Danuta Hübner, préside la Commission Développement Régional (REGI) du Parlement européen. Professeur en économie et ancienne Commissaire en charge de la politique régionale, Mme Hübner a participé au Bureau Politique de la CRPM le 9 février 2012 et a invité les Régions membres de la CRPM à impliquer les Groupes politiques du PE dans leurs discussions, particulièrement le PPE (Parti Populaire Européen) et la S&D (Alliance Progressiste des Socialistes et Démocrates) qui sont les co-rapporteurs pour les rapports sur les règlements financiers. Pour Danuta Hübner, à l'heure actuelle, « les négociations seront difficiles, parce que la crise ne s’en ira pas du jour au lendemain », mais le fait que le Conseil de l'UE du mois de janvier a porté sur la croissance est une « bonne nouvelle » pour la cohésion.

1/ Mme Hübner, les perspectives financières proposées par la Commission européenne l'année dernière seront examinées au Parlement européen et au Conseil européen. Selon vous, quelle approche adopteront la plupart de vos collègues sur ce document avant qu’il ne soit soumis au Conseil ?

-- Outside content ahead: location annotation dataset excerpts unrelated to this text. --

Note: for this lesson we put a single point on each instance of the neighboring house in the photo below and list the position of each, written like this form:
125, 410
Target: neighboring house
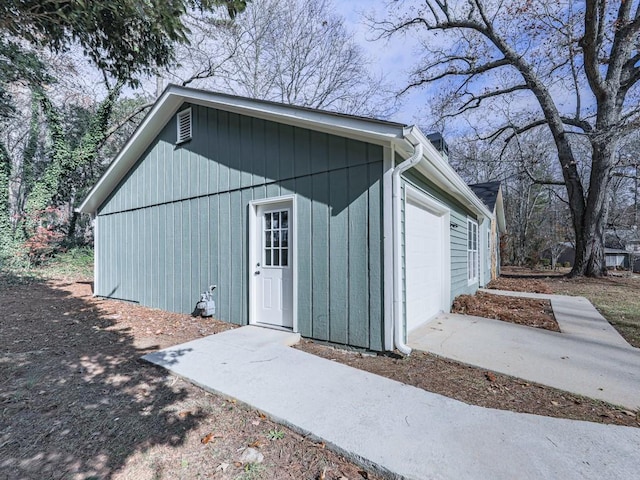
491, 194
618, 258
344, 229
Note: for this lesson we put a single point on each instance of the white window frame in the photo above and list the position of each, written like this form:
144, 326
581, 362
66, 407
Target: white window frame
473, 252
184, 113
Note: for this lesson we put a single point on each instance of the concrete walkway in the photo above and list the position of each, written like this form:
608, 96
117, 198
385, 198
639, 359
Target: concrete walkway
399, 430
589, 357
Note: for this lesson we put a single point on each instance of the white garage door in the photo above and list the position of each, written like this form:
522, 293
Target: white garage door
424, 263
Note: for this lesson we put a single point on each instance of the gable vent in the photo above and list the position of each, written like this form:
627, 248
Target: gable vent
184, 125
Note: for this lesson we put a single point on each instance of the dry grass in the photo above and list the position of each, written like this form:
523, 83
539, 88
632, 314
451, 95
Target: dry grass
616, 297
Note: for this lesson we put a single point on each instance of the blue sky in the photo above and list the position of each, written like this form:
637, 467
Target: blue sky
392, 57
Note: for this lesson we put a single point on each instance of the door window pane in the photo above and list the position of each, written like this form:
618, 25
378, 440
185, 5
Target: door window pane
276, 239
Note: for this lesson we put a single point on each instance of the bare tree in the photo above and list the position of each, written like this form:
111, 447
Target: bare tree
566, 66
291, 51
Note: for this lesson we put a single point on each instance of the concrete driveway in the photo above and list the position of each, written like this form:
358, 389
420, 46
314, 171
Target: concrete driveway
589, 357
396, 429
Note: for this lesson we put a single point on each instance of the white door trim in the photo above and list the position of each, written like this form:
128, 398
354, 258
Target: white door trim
444, 213
254, 228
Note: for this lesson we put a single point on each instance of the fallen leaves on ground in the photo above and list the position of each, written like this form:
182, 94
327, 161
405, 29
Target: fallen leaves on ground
530, 312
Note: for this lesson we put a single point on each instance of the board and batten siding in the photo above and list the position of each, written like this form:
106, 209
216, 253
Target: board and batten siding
178, 222
458, 231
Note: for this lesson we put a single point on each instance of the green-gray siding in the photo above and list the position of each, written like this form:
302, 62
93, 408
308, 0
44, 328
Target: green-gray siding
179, 222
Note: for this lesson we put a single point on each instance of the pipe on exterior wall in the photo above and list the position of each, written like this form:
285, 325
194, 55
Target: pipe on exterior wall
398, 327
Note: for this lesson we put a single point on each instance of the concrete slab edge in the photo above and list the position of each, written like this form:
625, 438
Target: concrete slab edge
358, 460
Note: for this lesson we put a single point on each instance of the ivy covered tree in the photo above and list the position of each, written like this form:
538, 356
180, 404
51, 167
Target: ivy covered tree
122, 37
568, 68
50, 149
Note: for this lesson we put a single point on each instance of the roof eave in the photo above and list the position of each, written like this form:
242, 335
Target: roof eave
437, 168
174, 96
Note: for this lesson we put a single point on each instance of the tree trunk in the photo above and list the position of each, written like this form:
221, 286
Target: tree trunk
590, 259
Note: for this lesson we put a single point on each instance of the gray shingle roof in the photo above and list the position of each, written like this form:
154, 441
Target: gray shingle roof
487, 192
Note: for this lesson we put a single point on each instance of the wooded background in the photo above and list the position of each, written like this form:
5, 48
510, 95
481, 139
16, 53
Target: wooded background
541, 95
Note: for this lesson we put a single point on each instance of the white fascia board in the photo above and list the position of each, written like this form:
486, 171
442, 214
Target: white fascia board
344, 125
372, 131
438, 170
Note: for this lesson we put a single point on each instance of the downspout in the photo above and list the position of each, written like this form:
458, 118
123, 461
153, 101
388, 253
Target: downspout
396, 199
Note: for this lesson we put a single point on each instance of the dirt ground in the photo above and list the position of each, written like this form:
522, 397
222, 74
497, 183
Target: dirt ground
77, 402
523, 311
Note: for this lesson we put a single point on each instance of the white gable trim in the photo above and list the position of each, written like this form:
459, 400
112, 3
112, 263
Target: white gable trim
367, 130
373, 131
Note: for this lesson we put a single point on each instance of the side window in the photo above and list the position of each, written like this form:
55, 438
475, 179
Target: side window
472, 251
184, 125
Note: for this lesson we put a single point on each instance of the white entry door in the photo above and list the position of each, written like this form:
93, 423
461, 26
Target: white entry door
273, 269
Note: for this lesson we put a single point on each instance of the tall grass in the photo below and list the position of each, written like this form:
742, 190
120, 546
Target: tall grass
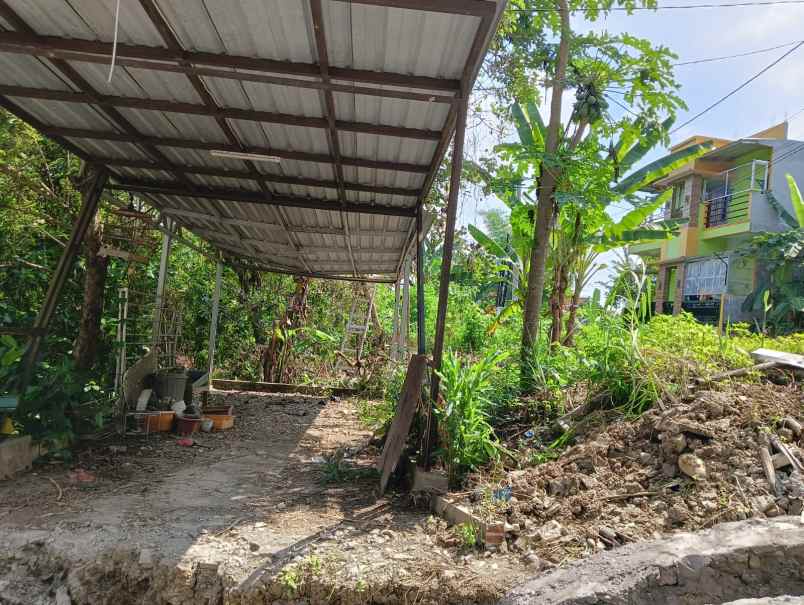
469, 439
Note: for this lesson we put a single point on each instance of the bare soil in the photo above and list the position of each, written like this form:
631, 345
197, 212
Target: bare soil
261, 514
259, 507
622, 481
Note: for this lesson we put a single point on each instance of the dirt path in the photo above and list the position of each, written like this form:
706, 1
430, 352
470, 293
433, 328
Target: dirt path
250, 509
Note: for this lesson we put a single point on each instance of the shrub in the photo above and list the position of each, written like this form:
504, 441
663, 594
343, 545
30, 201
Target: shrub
470, 439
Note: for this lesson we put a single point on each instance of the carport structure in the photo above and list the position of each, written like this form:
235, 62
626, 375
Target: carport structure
295, 136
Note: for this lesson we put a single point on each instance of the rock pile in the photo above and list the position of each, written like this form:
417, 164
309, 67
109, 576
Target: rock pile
689, 467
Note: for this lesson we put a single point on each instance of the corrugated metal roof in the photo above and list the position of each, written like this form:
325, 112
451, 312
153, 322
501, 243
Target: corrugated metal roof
158, 125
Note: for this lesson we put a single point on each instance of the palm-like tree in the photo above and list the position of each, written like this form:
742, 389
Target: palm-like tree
582, 226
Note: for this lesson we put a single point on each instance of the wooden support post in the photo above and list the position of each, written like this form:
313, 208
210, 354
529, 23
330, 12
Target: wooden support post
446, 266
420, 336
213, 322
167, 241
94, 180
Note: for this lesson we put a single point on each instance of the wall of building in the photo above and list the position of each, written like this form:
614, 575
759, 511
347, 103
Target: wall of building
787, 157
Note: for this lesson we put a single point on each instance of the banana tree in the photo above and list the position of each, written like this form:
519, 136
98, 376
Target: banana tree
778, 296
582, 222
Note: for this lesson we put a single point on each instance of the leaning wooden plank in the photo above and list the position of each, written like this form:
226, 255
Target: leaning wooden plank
765, 365
787, 359
787, 453
403, 418
770, 472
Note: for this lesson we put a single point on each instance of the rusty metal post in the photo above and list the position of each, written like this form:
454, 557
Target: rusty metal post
94, 180
446, 266
420, 336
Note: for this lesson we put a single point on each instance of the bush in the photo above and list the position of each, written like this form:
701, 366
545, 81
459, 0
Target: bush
469, 437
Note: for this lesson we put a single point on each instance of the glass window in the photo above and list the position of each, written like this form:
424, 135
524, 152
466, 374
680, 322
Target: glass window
705, 277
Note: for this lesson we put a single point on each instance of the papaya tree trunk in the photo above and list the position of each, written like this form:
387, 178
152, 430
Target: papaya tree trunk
277, 354
85, 352
569, 338
544, 212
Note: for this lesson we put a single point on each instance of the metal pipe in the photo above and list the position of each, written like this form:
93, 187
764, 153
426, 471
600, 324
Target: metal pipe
446, 266
213, 321
420, 283
395, 324
405, 322
167, 240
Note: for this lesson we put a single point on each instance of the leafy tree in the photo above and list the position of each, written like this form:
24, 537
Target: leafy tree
779, 294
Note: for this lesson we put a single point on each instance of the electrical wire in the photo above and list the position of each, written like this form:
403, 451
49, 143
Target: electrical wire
745, 54
738, 89
658, 8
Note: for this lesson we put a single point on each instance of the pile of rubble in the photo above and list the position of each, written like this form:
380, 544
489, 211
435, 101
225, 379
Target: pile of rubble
723, 456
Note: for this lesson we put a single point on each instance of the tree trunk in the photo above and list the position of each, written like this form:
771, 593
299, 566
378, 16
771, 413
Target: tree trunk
569, 338
544, 211
276, 355
558, 300
85, 352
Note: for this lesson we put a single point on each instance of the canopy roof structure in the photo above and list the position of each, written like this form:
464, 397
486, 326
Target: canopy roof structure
297, 136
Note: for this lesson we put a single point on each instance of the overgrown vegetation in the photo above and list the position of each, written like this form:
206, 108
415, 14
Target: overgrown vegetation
525, 343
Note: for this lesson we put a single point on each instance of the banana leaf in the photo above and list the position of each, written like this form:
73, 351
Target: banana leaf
661, 168
795, 198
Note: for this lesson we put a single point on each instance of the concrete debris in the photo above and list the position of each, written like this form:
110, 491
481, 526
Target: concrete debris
692, 466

Le Parlement européen a adopté une position claire s’agissant du budget à long terme en amont des négociations avec le Conseil. Dans sa résolution sur les défis politiques à venir, votée en session plénière en juin 2011, le Parlement européen a clairement indiqué qu'une augmentation d’au moins 5 % du budget à long terme est nécessaire par rapport au niveau de 2013 si nous voulons atteindre les objectifs définis dans le cadre de la stratégie Europe 2020. Le Parlement, comme la Commission européenne, convient qu’une amélioration qualitative renforcée du budget est indispensable. Améliorer l'efficience et l'efficacité des dépenses constitue un défi pour l'ensemble des politiques.

Le Traité prévoit l'adoption du Cadre Financier Pluriannuel par le Conseil après approbation du Parlement, ce qui marque un progrès par rapport à la situation antérieure à la stratégie de Lisbonne. Malgré tout, le Conseil est parfaitement conscient des lignes rouges du Parlement : des fonds suffisants pour les politiques clés de l'UE et plus particulièrement les politiques structurelles, celles qui constituent la colonne vertébrale de l'Union. Par ailleurs, avec le nouveau Traité, le cadre réglementaire pour ces politiques doit être approuvé par les deux branches de la législature, le Parlement et le Conseil, ce qui incite également au consensus.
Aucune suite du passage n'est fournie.